Influence of Altered Local Effective Concentration on Cytoskeletal and Ecm Structure in Human Mesenchymal Stem Cells

Abstract

Mesenchymal stromal or stem cells (MSCs) are a type of pluripotent precursor cell found in bone marrow, which can be coaxed in vitro to express certain characteristics of differentiated mesenchymal tissue lineages. Many therapeutic applications of MSCs require isolation from a given patient, expansion to useful cell numbers in culture, and reimplantation. However, the in vivo and in vitro culture conditions remain in stark contrast, and confound interpretation of experiments and development of therapeutic uses for MSCs. For example, in vivo, the extracellular microenvironment is highly crowded with proteins; in vitro, the extracellular culture media is decidedly dilute.
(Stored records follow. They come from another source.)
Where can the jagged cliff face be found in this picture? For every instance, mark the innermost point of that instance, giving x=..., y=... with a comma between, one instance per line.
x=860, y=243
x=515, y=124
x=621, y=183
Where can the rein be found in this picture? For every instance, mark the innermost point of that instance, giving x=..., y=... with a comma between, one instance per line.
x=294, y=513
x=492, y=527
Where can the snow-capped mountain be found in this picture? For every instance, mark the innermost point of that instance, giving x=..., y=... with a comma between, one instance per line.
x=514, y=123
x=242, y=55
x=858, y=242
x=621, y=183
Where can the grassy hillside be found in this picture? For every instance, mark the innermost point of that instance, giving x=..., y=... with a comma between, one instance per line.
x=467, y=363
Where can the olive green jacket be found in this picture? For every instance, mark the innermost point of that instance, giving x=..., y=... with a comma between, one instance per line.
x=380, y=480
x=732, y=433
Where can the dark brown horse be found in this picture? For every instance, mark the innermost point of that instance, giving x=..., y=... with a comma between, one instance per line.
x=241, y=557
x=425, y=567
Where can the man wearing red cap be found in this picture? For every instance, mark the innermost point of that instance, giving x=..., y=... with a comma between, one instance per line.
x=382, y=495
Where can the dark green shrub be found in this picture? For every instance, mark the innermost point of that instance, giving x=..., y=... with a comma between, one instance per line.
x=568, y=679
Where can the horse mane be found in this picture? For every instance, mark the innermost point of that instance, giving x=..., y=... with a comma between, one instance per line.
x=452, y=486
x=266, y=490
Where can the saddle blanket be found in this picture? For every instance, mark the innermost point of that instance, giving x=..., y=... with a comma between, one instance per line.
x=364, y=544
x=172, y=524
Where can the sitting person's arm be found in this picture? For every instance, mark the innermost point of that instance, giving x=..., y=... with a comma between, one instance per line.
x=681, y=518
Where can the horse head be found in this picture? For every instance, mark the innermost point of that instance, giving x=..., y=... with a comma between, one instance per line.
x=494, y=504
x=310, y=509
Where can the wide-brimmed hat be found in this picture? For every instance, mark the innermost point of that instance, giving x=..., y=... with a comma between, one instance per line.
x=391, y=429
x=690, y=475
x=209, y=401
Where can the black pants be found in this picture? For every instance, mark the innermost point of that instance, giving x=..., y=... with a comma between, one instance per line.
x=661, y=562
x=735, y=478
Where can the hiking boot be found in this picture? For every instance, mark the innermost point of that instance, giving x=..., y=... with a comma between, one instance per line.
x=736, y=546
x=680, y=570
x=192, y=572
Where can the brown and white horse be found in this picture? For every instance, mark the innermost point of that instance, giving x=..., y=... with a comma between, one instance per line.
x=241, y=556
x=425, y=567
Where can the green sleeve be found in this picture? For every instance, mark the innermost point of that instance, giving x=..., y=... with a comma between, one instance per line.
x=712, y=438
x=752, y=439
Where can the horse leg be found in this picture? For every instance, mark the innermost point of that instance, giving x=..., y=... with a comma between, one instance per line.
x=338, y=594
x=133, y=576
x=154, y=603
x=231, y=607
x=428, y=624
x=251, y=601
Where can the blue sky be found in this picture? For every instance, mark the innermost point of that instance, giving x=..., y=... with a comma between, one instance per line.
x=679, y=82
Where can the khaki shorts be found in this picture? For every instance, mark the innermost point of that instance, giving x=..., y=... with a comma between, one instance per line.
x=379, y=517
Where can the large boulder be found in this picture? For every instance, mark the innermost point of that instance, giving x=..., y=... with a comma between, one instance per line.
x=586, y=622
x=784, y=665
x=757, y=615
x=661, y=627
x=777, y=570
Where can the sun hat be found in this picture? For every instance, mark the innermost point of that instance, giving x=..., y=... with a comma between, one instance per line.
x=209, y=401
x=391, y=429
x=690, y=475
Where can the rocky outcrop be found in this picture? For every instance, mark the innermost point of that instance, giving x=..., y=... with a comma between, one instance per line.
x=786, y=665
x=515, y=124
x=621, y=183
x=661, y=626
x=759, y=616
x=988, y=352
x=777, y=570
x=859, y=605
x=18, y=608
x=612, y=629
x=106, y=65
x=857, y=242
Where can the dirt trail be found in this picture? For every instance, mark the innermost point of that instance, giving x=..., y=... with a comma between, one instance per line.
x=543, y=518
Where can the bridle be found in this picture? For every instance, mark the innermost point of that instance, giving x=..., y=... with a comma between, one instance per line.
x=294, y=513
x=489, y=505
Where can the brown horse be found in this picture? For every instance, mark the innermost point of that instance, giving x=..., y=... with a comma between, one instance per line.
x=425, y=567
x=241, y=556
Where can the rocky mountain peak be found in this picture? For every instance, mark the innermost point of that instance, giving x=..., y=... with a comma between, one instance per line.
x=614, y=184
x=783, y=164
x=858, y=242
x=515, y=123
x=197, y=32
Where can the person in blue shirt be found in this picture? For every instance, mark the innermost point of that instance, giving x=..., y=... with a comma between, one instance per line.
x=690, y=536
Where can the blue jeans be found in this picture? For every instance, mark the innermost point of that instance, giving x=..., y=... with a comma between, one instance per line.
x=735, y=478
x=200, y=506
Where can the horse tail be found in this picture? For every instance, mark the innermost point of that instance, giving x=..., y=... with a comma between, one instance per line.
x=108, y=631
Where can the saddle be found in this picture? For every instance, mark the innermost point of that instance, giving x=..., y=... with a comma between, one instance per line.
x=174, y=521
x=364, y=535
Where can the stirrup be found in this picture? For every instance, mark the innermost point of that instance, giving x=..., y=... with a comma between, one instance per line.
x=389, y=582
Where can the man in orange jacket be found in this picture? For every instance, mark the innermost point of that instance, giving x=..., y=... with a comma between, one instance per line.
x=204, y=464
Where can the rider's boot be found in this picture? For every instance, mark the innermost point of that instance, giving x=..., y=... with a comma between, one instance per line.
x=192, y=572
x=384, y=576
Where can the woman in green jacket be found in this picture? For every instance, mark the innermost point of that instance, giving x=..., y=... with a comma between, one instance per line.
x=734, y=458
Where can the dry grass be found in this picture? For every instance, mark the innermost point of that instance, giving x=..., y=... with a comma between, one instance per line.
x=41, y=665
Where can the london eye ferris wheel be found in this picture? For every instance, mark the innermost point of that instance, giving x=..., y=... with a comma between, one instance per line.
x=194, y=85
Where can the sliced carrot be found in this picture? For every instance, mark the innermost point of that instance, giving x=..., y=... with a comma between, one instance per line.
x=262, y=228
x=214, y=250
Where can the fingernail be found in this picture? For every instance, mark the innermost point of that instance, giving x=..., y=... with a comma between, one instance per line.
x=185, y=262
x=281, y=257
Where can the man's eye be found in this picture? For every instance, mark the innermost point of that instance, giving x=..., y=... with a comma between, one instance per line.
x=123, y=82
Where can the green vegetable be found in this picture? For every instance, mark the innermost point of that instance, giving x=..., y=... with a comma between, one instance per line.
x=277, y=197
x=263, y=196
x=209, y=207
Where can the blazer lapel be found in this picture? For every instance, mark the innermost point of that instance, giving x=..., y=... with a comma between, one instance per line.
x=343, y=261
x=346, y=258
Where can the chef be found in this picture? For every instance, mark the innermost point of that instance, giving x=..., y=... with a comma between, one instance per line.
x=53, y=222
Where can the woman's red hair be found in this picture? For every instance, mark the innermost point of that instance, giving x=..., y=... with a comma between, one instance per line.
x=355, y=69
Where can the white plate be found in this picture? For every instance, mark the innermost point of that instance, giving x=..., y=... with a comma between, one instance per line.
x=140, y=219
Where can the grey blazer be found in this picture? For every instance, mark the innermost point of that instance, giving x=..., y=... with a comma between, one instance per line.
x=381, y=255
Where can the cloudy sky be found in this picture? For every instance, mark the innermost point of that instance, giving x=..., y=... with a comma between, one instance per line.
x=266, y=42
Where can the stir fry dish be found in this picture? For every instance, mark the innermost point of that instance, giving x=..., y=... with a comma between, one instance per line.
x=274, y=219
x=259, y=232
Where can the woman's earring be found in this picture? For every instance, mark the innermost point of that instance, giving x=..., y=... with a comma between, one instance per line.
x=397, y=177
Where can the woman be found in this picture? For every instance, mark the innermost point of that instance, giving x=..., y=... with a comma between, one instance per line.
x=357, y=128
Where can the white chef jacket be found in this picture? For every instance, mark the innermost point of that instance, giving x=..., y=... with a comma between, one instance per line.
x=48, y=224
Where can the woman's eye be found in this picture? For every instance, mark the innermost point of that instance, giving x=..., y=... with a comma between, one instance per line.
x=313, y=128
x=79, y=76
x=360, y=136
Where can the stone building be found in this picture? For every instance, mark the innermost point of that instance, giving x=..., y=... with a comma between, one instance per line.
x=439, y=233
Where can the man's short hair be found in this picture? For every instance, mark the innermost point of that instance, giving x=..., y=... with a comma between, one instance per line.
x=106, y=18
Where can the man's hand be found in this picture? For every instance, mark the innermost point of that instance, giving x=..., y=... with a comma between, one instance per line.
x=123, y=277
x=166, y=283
Here, we use multiple methods to consider whether this differential crowding can directly alter MSC structure and function. We consider a series of macromolecular crowders within the culture media of MSCs, expanded under basal (non-differentiating) conditions. We then quantify changes in population-level proliferation and migration, and in extracellular and intracellular protein structure and cortical cytoskeletal stiffness via immunocytochemistry, optical microscopy, and atomic force microscopy-enabled imaging and nanoindentation of living MSCs. We find significant effects of “crowded” culture conditions on cell architecture, extracellular matrix structure, and attendant cell properties. These results motivate the development of more physiologically relevant environments for both in vitro studies and biodevices, to ultimately answer fundamental questions of physiological and pathological behavior for MSCs.